Japanese stocks fell on Wednesday morning as automakers were hit by a sharp drop in US new car sales last month while other stocks, including financials, retreated after a rally over recent weeks.
The Nikkei share average declined 0.5 per cent to 24,141.50 in midmorning trade, though it was still holding at 27-year highs.
The weak yen trend paused as the Japanese currency attracted safety bids amid concerns over Italy’s budget plan.
The auto sector was the worst performer on the board, falling 2.0 per cent followed by insurers and banks which shed 1.0 per cent and 0.9 per cent, respectively.
Major automakers on Tuesday posted a hefty drop in US new vehicle sales for September.
Sales in September 2017 were boosted by major replacement demand for water-damaged vehicles following Hurricane Harvey, which had flooded parts of southeastern Texas in August that year.

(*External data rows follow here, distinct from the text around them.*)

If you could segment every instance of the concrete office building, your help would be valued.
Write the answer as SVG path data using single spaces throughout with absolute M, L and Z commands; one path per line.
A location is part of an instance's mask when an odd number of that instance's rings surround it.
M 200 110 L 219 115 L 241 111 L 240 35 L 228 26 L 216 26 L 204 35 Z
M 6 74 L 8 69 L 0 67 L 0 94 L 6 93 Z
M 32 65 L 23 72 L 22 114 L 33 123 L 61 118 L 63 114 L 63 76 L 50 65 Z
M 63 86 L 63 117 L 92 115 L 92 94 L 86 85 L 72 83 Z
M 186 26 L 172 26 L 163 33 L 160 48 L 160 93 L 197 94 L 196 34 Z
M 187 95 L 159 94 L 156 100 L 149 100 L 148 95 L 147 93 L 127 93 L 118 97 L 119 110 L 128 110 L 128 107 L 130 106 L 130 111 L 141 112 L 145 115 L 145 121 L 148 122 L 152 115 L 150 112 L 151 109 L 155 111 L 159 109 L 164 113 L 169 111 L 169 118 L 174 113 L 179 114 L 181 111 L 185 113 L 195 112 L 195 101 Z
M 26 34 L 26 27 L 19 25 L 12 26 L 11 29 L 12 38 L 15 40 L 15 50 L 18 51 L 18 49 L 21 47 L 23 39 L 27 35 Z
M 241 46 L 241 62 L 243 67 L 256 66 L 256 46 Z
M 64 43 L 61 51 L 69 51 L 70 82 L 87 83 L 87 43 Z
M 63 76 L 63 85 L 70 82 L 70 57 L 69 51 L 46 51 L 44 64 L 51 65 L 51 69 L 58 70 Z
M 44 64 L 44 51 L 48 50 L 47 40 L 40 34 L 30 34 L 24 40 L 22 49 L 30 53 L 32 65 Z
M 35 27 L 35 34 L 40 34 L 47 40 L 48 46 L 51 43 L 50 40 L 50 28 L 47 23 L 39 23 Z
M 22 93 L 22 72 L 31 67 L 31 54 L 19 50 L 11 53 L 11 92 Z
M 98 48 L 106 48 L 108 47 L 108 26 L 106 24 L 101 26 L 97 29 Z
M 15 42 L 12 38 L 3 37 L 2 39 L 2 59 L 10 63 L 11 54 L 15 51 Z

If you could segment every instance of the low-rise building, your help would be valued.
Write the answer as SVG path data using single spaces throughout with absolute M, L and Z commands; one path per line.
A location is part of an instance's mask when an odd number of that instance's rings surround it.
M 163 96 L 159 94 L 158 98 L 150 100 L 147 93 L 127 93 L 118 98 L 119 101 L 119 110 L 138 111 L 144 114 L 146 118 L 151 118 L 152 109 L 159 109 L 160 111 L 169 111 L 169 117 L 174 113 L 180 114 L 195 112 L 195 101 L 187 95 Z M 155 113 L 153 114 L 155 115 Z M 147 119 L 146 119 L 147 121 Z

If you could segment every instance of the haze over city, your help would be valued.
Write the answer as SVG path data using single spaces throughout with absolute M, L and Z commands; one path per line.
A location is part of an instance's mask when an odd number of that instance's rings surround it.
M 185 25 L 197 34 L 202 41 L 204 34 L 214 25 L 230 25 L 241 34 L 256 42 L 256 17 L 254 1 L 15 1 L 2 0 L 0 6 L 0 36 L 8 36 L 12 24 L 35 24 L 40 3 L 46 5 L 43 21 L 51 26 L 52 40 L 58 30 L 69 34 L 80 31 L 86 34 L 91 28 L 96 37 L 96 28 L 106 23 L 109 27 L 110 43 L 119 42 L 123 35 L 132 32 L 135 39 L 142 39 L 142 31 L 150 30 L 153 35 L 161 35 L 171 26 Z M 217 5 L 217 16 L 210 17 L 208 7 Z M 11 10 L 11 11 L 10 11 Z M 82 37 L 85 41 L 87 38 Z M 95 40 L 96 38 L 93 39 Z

Toyota Motor Corp declined 2.2 per cent, Honda Motor Co tumbled 3.0 per cent and Nissan Motor Co shed 1.6 per cent.
Financial stocks lost ground, with Dai-ichi Life Holdings sliding 2.0 per cent and Sumitomo Mitsui Financial Group falling 1.4 per cent.
Suruga Bank was volatile after sources told Reuters that Japan’s financial regulator will order the bank to halt some operations in the wake of improper lending on property investments.
The stock jumped as much as 16 per cent after slipping into the red in early trade, with traders saying that retail investors were seen covering their short positions after pricing in the bad news.
The broader Topix fell 0.2 per cent to 1,819.64.